When asked which steps they would be "most willing" to take to reduce smog, 25% said car-pooling and 24% said using public transit if it were available. Another 18% said they would drive vehicles powered by cleaner alternative fuels and 18% said they would work flexible hours to reduce traffic congestion.
But only 9% said they supported increases in taxes or fees to pay for air pollution controls.
While the AQMD is not calling for a ban on back-yard barbecues and aerosol sprays, there is a perception--based largely on statements by opponents to the air quality plan--that such restrictions are being contemplated.
When asked if they would follow a law banning back-yard barbecues, aerosol sprays and gasoline-powered lawn mowers, 46% said they would abide completely by the rule, 43% said they would partially abide, and 9% said they would completely ignore the restriction. Another 3% had no opinion.
Based on that finding, Jack Torobin, manager of the Wirthlin Group's Los Angeles office, told a press conference: "There is a level of inflexibility we probably did not expect to see."
Torobin said later, however, that the willingness among those polled to car-pool or use public transit was encouraging.
"The interesting angle here is the fact that we're not totally wedded to our cars or existing systems of transportation. There's some flexibility there. . . . People see transportation solutions as a way out of the (smog) problem," he said.
Significantly, 57% said they would support increasing the gasoline tax 5 cents a gallon-- provided the money was earmarked for transportation and highway improvements.

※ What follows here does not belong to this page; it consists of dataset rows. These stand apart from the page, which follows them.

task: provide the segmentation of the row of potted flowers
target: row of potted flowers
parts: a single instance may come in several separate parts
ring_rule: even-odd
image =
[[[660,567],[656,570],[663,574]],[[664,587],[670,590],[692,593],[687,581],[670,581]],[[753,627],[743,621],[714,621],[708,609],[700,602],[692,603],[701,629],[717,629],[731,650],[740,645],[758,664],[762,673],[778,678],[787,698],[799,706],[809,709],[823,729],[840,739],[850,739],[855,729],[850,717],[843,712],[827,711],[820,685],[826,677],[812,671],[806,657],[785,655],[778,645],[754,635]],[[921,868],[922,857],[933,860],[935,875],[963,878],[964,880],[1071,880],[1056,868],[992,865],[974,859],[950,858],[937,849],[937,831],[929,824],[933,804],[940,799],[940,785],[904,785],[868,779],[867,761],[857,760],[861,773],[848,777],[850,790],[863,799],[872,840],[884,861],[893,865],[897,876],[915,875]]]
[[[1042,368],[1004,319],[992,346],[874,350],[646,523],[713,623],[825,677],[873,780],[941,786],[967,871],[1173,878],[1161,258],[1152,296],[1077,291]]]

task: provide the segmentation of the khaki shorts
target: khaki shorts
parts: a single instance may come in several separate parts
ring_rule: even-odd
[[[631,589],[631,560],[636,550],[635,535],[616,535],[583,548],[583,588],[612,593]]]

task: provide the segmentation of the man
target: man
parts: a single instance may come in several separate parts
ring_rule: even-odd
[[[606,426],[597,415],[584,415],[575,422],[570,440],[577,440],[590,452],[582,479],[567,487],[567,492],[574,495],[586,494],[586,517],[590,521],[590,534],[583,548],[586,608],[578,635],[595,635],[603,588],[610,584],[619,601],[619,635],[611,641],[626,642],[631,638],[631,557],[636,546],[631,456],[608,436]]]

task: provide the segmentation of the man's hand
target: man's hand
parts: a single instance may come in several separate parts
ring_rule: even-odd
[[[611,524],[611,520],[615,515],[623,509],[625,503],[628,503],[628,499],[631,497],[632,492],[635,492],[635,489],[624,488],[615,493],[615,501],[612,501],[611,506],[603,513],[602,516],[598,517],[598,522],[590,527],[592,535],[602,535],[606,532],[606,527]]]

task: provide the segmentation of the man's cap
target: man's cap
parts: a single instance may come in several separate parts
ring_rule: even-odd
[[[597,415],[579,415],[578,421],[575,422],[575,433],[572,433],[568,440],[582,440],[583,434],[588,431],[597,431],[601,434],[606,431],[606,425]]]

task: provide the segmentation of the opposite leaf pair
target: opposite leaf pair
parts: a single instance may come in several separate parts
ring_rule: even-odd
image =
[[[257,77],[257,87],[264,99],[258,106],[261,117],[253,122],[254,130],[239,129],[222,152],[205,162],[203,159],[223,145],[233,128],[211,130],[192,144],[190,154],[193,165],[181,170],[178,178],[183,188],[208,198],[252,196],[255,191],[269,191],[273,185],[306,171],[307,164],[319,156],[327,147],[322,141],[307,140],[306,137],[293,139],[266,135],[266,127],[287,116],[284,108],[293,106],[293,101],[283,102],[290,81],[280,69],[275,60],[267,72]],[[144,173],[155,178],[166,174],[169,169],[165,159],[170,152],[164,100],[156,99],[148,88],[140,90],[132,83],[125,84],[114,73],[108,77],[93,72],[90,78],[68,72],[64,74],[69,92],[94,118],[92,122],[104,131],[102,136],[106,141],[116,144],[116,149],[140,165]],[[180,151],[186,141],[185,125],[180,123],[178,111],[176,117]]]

Torobin called the 58% of residents who had seriously thought about leaving the Los Angeles area during the past year "sizable." A similar poll conducted in the San Francisco Bay Area before the recent earthquake found that only 34% had considered leaving, principally because of housing costs.
But even though many had thought of leaving, 65% of those polled believed their overall quality of life was good. Among those, 16% said the quality of life was very good and 49% said it was somewhat good.
The margin of error in the poll was 5% in either direction, Torobin said.
Last March, the South Coast Air Quality Management District approved a far-reaching clean air plan for the Los Angeles Basin that is intended to bring the four-county region of Los Angeles, Orange, Riverside and San Bernardino counties into compliance with federal clean air standards by the year 2007. The plan envisions more than 120 different air pollution controls on industry, consumer products and motor vehicles. Business interests have worried that the plan will be too stringent and will cost as much as $12.8 billion a year, driving out jobs and businesses. That point has been vigorously disputed by the AQMD, which has estimated compliance costs at $2.9 billion a year for the first five years. The AQMD also has said the plan will bring 80,200 more jobs into the region by 2007.